The headlamp revealed a vast cavern choked with long stalagmites and stalactites, almost as if she were inside the jaw of a monstrous stone beast pretending to be a mountain. Unlike the outer cave, the irregular shape of much of the chamber didn’t suggest anything unusual. She’d gone from unnatural to natural-but-unnerving.

Soft dripping and running water echoed from a narrow passageway at the back of the cavern.

Shay didn’t move for a couple of minutes as she continued sweeping the room for any sign of enemies or traps with both her headlamp and the IR and UV modes of her goggles. Nothing. Empty. No humans, no demons. Not even any bugs.

She chuckled.

Sometimes it’s more about just finding the damned place. At least it’s a nice change of pace.

Satisfied with the lack of any killer ancient alien laser death traps or scaly demons, the tomb raider maneuvered through the maze of stalactites and stalagmites to the passageway. The sloping path took her forty feet down and into another chamber.

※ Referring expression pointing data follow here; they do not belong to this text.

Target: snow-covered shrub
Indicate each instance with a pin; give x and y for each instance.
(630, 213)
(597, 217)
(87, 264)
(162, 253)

A deep, cloudy pool of algae-infested water filled the center of the room, the source of which was water steadily dripping from several holes in the wall. The running water noise she’d heard before emanated from the walls above her—a hidden stream.

That mystery was of minor interest. The more obnoxious find was the lack of other exits, or anything looking like the artifact or a container.

Shay stared at the pool of water and groaned. “There’s no way I’m lugging a stupid aquatic drone all the way up here.”

She moved closer to the pool and shined the light into it, but the thick algae blocked any attempts to plumb its depths. She switched to IR mode, but couldn’t spot any major thermal differentials in the water.

“You’ve got to be fucking kidding me.”